Seoul, 11 January 2017 — To achieve the results we want in 2017, and move a step closer to our life goals, we need to get better at working with other people. As leaders, we communicate to influence people and learn from them. How do we make sure that our communication skills keep improving? In that quest, I met Floor de Ruiter.
Today, in his farewell speech, President Obama spoke about the need to engage with people who hold different views than we do, people outside our bubble. People with different perspectives on life. That has never been more urgent in our world, and fortunately there are tools to help us.
Let's go back thirty years in time. In 1986, Professor Clare W. Graves passed away before publishing his epistemological theory of human psychology on which he had conducted research over several decades.
A colleague of Abraham Maslow, Graves sought to to understand how human nature can achieve psychological maturity, he discovered eight systems that people use to cope with their life conditions as they grow to their full potential.
To learn more about this theory and its application, however, the world had to wait another ten years until 1996, when it was published by Don Beck and Chris Cowan in their book Spiral Dynamics: Mastering Values, Leadership and Change.
One of the powerful applications of the theory is in bridging the communication perspectives of people using the different value systems (views of life) that Graves had identified. Each of these systems has its own style of communication.

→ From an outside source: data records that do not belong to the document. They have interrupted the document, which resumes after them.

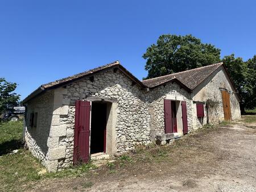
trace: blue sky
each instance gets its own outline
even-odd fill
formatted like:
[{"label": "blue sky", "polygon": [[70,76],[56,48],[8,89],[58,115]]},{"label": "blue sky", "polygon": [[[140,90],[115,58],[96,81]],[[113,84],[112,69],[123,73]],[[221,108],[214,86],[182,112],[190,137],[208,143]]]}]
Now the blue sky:
[{"label": "blue sky", "polygon": [[147,76],[147,47],[192,34],[244,60],[256,55],[255,1],[1,1],[0,77],[24,99],[40,85],[119,60]]}]

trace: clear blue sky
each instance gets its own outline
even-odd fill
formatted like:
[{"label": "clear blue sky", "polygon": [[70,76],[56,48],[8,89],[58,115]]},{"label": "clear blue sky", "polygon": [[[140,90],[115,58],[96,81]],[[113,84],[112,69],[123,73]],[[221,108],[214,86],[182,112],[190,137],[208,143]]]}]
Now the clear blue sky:
[{"label": "clear blue sky", "polygon": [[1,1],[0,77],[24,99],[39,85],[119,60],[139,79],[162,34],[256,54],[255,1]]}]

Through the work of Beck and Cowan, Graves’ theory was used in nation building and conflict resolution efforts in South Africa, Palestine, and has been shared with organizations in Europe, the Middle East, Scandinavia, North America, Asia and elsewhere.
In 2016, I studied with Floor de Ruiter and his partner Eveline de Wal of Flying Elephants in the Netherlands to learn how to apply Graves’ theory in my leadership coaching and training for individuals and businesses. My work has not been the same since.
Helping clients to develop more insight into their preferred communication perspectives, and to connect effectively with people who use different perspectives, has proved to be an effective way for them to rapidly expand their self-awareness and improve their communications, individually and in teams.
Throughout my learning process, Floor has been a generous and patient mentor, as we discovered our shared passion for this work. Now I am waiting for the day when his book ValueFraming is translated from Dutch into English, so that I can share his work with a wider audience in Asia and beyond.
To underscore the importance of improving communication, I recalled my experience in organizing the CEO Roundtable at the 2nd Asia-Pacific Water Summit in Chiang Mai in 2013. To my surprise, it took the attending CEOs only 20 minutes to determine the main challenge for businesses and governments to work together effectively in projects to increase water security. Not technology, not finance, but communication.
When partners, organizations, and groups in society have different values and views of life, they will express themselves in a different language, and misunderstandings and miscommunications easily happen. To bridge these gaps, we need more than words. We need to communicate effectively with awareness of ourselves and our audience.
After Nelson Mandela became president of South Africa, he studied Graves' theory and its application, assisted by Don Beck, and he became a master of communication to bridge gaps in South African society and build a new nation.
He then famously remarked that if you talk to a man in his language (the language of his view of life), that will go to his heart. To bridge the communication gap that keeps us apart from others, we need more than words.